Bunun yapılaşmaya açılmaması için tüm Toprak Koruma Kurulu üyeleri gayret göstermesine rağmen imar afları vb. ile zaman içinde tarımsal tesis vb. ile oldu. Yaklaşık son 15 yılda yapılaşma çok fazla miktarda arttı.

Amanos dağlarına doğru da zeytincilik var. Zeytinciliğin de kendine has bir kanunu var. Asla zeytin arazisine ev yapamazsın. Zeytincilik kanunu iyi ki çıkmış, hiç olmazsa oralar kalmış. Mesela Antakya’da Rönesans Rezidans var. Orası zeytinlikti aslında. O vasıftan çıkartılıp imar affı ile, belediye imar planlarında yapılan revize değişikliklerle bu şekilde oldu. 10-15 yıl önce orası zeytinlikti.”

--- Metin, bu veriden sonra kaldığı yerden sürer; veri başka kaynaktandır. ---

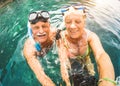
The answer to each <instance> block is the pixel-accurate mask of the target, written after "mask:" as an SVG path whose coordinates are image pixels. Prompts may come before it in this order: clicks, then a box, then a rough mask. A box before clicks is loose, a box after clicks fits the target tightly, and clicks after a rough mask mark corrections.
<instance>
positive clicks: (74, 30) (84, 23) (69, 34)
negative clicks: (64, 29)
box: [65, 11, 85, 38]
mask: <svg viewBox="0 0 120 86" xmlns="http://www.w3.org/2000/svg"><path fill="white" fill-rule="evenodd" d="M65 25H66V29H67V32H68V34H69V36H70V37H71V38H80V37H81V35H82V33H83V30H84V25H85V20H84V17H83V16H82V15H80V13H78V12H77V11H75V12H71V13H69V14H68V15H66V17H65Z"/></svg>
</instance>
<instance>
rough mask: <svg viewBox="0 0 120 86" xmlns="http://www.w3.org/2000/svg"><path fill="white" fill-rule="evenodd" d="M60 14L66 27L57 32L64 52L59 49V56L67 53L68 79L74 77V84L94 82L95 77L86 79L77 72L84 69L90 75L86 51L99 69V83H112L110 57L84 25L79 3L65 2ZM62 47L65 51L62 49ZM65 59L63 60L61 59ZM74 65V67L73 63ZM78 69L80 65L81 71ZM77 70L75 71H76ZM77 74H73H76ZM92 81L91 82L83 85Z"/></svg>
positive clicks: (83, 15) (84, 77)
mask: <svg viewBox="0 0 120 86" xmlns="http://www.w3.org/2000/svg"><path fill="white" fill-rule="evenodd" d="M62 13H63V18H64V23H65V27H66V30H65V31H62V32H61V33H60V34H61V41H60V45H61V47H64V52H65V54H64V53H63V51H62V52H61V51H59V54H60V58H61V59H63V58H64V56H67V57H68V58H69V59H70V62H71V72H70V74H72V79H73V81H74V85H75V86H96V85H97V84H96V83H93V82H96V81H95V79H94V80H93V79H91V80H93V81H91V80H90V78H89V77H88V78H89V80H88V81H85V80H81V79H80V78H82V77H83V78H82V79H85V77H86V76H85V75H84V74H83V75H82V76H81V75H80V74H81V73H86V74H88V76H91V77H92V78H93V76H94V74H95V72H94V66H93V64H92V62H91V59H90V53H91V52H90V51H92V52H93V54H94V57H95V61H96V63H97V68H98V72H99V86H114V85H115V84H114V77H115V75H114V68H113V65H112V62H111V60H110V57H109V55H108V54H107V53H106V52H105V50H104V49H103V47H102V44H101V42H100V39H99V37H98V36H97V35H96V34H95V33H94V32H92V31H90V30H88V29H86V28H85V18H86V15H85V13H84V8H83V6H79V5H76V6H69V7H67V8H64V9H62ZM65 50H66V51H65ZM62 61H65V60H62ZM75 65H76V66H77V67H76V66H75ZM61 66H62V67H61V70H62V71H63V73H62V77H63V79H64V77H65V76H66V75H67V74H66V73H67V72H66V71H65V70H64V69H65V67H66V68H67V66H65V67H64V65H61ZM78 68H80V69H84V71H82V72H81V70H79V69H78ZM76 71H77V72H76ZM76 75H77V76H76ZM89 81H90V82H91V83H93V85H89V84H88V85H83V84H82V83H83V82H85V83H86V84H87V83H89Z"/></svg>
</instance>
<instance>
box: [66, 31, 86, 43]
mask: <svg viewBox="0 0 120 86" xmlns="http://www.w3.org/2000/svg"><path fill="white" fill-rule="evenodd" d="M84 36H86V32H85V31H84V32H83V33H82V34H81V36H80V37H79V38H71V37H70V36H68V35H66V37H67V39H68V41H69V42H71V43H73V44H78V43H79V41H80V40H82V39H84V38H85V37H84Z"/></svg>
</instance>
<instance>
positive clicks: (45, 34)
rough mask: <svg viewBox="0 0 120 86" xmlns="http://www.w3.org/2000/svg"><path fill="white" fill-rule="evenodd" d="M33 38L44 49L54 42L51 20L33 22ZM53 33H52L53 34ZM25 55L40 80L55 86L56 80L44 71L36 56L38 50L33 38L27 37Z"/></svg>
mask: <svg viewBox="0 0 120 86" xmlns="http://www.w3.org/2000/svg"><path fill="white" fill-rule="evenodd" d="M31 28H32V32H33V38H34V40H35V41H36V42H39V43H40V44H41V47H42V48H43V49H44V48H45V47H46V46H47V45H49V44H52V42H53V41H52V37H53V36H52V35H53V33H52V32H50V24H49V22H41V21H39V22H37V23H36V24H31ZM51 34H52V35H51ZM23 53H24V56H25V58H26V61H27V63H28V64H29V66H30V68H31V69H32V70H33V72H34V73H35V75H36V77H37V79H38V81H39V82H40V83H41V85H42V86H55V84H54V82H53V81H52V80H51V79H50V78H49V77H48V76H47V75H46V74H45V73H44V70H43V68H42V66H41V64H40V62H39V60H38V59H37V58H36V57H37V54H38V51H37V50H36V49H35V46H34V42H33V40H31V39H29V38H28V39H27V40H26V42H25V45H24V49H23Z"/></svg>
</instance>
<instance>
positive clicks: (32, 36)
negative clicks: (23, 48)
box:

Devletin köylüye düşmanlığı sunulmayan destek vb. ile de bitmiyor. Tarımı bitirmeye yemin etmişçesine ardı arkası kesilmeden yeni pratikler devreye sokuluyor. Depremzedeleri önce tehdit eden arkasından da 1 yıl süre isteyen Erdoğan’ın talimatı ile dev bir şantiyeye dönen deprem bölgesinin tüm molozu tarım arazilerine dökülüyor. 5.826 binanın yıkılmasından, 24 bin binanın ağır hasarlı olmasından sorumlu Adıyaman Belediyesi buna örnek. Enkazdan çıkan moloz, tarım arazilerine dökülürken diğer yandan da arazi sahiplerinin haberi dahi olmadan bazı tarım arazilerine konut yapımına başlanmış durumda.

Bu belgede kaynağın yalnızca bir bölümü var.